Fig. 413.—Sieve for making shot.
The compounds of lead are also poisonous, and produce “colic,” to which painters are subject. Red lead, or minium, is a compound of the protoxide and the binoxide, and may be found native. The former oxide is litharge; white lead, or the carbonate of lead, is a paint, and is easily obtained by passing a stream of carbonic acid into a solution of acetate of lead. It is used as a basis of many paints.
Fig. 414.—Section of shot tower.
Tin is another well-known metal. It is mentioned by Moses. It possesses a silver-like lustre, and is not liable to be oxidised. The only really important ore is called Tinstone, from which the oxygen is separated, and the metal remains. Cornwall has extensive tin mines. Tin is malleable and ductile, and can be beaten into foil or “silver leaf,” or drawn into wire. It prevents oxidation of iron if the latter be covered with it, and for tinning copper vessels for culinary purposes. The Romans found tin in Cornwall, and the term “Stanneries” was applied to the courts of justice among the tin miners in Edward the First’s time. We have already mentioned the alloys of tin. The oxides of tin, “Stannous” and “Stannic,” are useful to dyers. The latter is the tinstone (SnO2). Sulphide of tin is called “Mosaic gold,” and is much used for decorative purposes.

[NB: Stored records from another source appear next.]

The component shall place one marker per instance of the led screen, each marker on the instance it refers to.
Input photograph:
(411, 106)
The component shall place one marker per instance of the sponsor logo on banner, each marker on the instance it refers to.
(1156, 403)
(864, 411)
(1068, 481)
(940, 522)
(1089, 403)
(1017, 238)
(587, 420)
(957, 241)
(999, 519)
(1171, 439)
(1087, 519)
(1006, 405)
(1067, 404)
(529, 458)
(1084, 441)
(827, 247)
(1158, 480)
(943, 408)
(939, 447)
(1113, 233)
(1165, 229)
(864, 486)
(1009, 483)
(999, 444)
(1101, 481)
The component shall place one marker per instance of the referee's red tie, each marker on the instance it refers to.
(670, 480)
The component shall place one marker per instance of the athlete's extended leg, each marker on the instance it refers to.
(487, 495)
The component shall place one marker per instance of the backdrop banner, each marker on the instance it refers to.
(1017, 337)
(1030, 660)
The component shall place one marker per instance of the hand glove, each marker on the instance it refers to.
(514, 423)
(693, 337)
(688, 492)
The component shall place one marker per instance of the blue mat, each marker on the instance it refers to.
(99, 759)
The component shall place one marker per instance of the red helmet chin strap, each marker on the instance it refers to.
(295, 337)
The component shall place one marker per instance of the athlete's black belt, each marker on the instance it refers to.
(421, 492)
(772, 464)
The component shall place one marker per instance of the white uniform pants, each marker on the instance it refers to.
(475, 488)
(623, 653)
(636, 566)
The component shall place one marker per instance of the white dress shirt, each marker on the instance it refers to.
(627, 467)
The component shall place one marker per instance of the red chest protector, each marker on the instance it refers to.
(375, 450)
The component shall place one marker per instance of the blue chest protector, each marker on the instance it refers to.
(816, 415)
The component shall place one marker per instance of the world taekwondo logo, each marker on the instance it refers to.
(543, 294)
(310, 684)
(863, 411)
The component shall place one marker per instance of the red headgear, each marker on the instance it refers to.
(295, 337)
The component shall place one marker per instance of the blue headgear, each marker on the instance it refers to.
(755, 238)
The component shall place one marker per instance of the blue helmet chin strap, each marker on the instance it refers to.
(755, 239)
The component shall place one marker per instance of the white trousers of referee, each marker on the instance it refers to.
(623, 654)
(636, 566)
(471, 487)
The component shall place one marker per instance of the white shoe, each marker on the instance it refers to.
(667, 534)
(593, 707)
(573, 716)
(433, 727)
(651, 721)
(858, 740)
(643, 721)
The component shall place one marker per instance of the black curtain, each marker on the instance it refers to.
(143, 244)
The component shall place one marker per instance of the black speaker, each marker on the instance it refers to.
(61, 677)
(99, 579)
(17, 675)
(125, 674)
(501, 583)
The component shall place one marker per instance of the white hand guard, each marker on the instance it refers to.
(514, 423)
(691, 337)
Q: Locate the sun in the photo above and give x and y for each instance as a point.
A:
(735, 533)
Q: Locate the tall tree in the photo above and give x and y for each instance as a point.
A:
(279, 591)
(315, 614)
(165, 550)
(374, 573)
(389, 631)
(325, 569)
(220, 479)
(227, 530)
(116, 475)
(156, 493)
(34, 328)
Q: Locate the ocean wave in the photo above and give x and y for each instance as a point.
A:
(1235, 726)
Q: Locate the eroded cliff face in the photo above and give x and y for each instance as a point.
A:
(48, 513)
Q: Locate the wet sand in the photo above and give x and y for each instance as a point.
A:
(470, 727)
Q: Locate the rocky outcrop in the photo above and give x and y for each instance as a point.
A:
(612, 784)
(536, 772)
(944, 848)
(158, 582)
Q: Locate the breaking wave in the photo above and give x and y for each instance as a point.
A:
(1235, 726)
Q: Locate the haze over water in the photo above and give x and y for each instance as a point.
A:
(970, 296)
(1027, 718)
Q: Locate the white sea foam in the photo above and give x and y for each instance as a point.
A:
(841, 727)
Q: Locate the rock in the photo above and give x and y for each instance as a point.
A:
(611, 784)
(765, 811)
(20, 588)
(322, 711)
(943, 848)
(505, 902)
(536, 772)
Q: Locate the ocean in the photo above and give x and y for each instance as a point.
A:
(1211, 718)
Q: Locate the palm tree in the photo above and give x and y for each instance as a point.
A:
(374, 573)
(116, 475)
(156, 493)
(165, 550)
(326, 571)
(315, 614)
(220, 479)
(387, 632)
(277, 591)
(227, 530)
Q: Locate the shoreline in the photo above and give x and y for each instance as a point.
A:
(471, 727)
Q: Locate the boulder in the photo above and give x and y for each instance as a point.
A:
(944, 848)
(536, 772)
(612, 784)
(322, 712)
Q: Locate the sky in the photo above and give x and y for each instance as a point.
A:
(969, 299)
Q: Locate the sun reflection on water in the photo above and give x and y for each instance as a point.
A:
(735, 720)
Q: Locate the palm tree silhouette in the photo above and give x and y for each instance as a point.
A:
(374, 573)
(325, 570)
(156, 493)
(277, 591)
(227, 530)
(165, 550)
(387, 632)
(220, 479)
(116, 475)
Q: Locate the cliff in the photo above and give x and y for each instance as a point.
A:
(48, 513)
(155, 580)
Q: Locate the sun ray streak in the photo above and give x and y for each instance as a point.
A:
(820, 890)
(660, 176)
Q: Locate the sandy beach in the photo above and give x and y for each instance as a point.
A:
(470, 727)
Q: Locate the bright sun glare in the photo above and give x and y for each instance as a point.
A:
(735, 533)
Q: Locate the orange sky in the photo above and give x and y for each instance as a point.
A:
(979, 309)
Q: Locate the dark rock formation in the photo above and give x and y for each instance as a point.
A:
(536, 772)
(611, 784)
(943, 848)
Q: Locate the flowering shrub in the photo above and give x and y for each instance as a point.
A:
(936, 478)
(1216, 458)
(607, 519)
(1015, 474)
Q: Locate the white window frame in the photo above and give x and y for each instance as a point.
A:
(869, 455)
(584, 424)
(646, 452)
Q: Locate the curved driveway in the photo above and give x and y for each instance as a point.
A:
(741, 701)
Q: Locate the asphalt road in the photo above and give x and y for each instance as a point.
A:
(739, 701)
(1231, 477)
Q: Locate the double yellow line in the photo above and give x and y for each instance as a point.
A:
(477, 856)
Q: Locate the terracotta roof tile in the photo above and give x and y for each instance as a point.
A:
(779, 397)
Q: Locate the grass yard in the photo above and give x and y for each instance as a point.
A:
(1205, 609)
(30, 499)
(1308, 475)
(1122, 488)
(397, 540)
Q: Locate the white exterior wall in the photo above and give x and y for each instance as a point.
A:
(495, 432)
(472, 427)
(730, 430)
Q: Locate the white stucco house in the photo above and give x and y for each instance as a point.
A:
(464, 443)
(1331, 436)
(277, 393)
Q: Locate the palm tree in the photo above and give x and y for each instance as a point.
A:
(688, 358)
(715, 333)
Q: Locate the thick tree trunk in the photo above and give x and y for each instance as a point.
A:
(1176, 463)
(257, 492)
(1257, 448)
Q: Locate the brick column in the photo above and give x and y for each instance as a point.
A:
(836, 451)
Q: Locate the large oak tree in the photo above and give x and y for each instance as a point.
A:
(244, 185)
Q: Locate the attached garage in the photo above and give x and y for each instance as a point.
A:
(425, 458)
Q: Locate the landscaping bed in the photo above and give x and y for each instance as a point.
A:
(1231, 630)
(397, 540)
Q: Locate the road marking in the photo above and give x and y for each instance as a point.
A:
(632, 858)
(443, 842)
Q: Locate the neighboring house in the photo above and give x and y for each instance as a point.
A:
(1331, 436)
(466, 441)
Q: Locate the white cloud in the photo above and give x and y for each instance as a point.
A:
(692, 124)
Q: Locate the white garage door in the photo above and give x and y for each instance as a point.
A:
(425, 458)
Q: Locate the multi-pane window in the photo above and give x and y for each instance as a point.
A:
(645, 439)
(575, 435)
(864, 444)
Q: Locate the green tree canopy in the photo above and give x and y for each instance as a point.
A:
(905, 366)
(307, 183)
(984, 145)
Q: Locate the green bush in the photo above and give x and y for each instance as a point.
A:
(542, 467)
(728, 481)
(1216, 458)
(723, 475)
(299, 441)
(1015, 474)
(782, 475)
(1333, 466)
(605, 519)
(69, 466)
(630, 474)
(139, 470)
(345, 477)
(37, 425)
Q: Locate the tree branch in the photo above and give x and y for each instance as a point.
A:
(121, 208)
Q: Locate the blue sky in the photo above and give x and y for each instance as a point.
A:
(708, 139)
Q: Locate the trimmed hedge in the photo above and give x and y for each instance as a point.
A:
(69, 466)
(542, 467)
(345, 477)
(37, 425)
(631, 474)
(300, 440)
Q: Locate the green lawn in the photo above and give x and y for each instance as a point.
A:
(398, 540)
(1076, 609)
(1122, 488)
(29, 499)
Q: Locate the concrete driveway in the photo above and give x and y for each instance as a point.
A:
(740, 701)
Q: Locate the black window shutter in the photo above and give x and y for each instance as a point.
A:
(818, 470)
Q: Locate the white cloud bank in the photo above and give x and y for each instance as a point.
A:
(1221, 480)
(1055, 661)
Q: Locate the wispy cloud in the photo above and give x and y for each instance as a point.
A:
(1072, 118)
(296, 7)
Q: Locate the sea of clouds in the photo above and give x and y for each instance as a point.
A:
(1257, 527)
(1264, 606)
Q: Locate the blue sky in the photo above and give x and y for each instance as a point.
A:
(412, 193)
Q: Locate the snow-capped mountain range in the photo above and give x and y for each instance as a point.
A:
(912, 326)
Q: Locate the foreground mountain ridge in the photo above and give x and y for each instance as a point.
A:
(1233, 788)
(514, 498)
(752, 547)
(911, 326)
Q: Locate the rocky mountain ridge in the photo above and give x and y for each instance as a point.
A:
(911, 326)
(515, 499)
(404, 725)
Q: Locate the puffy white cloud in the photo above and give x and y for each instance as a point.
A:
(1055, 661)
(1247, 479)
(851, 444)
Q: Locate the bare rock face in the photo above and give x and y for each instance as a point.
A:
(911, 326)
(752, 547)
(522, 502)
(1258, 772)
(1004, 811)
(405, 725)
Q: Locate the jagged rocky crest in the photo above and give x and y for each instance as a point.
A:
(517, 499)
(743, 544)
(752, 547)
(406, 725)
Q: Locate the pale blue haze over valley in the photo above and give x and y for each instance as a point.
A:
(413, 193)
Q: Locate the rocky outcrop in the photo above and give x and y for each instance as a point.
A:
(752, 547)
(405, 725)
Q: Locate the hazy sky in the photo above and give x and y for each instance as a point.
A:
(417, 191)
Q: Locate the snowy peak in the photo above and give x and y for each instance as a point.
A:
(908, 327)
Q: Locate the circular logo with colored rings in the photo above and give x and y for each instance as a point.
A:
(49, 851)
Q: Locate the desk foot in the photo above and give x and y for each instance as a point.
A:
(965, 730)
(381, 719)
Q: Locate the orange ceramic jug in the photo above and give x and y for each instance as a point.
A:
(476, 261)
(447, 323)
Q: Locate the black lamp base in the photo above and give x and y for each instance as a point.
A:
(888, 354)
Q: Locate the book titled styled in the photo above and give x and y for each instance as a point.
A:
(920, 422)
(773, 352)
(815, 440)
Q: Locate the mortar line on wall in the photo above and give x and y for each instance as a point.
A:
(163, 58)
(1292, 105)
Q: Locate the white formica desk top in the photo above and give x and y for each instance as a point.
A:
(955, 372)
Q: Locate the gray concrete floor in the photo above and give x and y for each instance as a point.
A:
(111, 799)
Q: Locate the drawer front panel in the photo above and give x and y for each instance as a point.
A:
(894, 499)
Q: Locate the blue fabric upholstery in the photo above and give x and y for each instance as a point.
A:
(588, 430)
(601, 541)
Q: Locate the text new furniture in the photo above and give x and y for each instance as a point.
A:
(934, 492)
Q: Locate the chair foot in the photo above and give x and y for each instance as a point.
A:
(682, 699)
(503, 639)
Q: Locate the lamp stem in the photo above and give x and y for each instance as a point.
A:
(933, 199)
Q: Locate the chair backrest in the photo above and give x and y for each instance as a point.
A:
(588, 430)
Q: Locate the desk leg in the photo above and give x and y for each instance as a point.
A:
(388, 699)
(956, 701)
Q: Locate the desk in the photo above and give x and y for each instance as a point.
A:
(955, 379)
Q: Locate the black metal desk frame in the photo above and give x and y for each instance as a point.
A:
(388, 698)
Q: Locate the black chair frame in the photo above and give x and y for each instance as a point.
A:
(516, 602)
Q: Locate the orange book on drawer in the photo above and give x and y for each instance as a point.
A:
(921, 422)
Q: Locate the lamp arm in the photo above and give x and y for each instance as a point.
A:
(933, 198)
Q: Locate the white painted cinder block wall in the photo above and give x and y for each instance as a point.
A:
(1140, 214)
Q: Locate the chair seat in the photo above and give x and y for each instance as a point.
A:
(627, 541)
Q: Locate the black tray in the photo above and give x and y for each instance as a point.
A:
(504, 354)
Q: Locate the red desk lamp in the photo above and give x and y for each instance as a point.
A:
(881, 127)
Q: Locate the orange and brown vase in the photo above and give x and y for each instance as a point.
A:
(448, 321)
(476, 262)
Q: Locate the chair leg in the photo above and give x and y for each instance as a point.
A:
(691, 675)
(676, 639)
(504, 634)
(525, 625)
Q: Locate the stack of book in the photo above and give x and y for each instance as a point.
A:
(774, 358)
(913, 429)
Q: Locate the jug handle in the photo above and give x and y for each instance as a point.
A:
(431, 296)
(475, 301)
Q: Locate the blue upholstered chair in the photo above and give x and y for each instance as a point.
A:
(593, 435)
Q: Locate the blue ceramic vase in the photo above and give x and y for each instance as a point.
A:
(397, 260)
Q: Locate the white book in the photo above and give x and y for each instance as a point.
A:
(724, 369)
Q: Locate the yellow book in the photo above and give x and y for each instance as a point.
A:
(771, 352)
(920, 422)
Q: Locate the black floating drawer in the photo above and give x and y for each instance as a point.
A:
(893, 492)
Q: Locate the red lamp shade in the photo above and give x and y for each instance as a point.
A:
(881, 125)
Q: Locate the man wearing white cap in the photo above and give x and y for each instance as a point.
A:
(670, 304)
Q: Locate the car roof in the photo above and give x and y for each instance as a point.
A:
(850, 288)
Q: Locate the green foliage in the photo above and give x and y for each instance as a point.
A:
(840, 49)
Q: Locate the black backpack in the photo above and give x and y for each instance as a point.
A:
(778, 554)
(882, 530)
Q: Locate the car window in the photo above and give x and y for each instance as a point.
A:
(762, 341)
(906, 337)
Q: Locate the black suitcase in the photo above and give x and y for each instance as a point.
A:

Fig. 415.—Preparing lead for bullets.
Zinc is procured from calamine, or carbonate of zinc, and blende, or sulphide of zinc. It has for some years been used for many purposes for which lead was once employed, as it is cheap and light. Zinc is a hard metal of a greyish colour, not easily bent, and rather brittle; but when made nearly red-hot, it can be rolled out into sheets or beaten into form by the hammer. Zinc is about six-and-three-quarter times heavier than water. Like many other metals, it is volatile (when heated to a certain extent it passes off into vapour), and the probable reason that it was not known or used of old is that it was lost in the attempt to smelt its ores. Zinc is now obtained by a sort of distillation; the ores are mixed with the flux in a large earthen crucible or pot.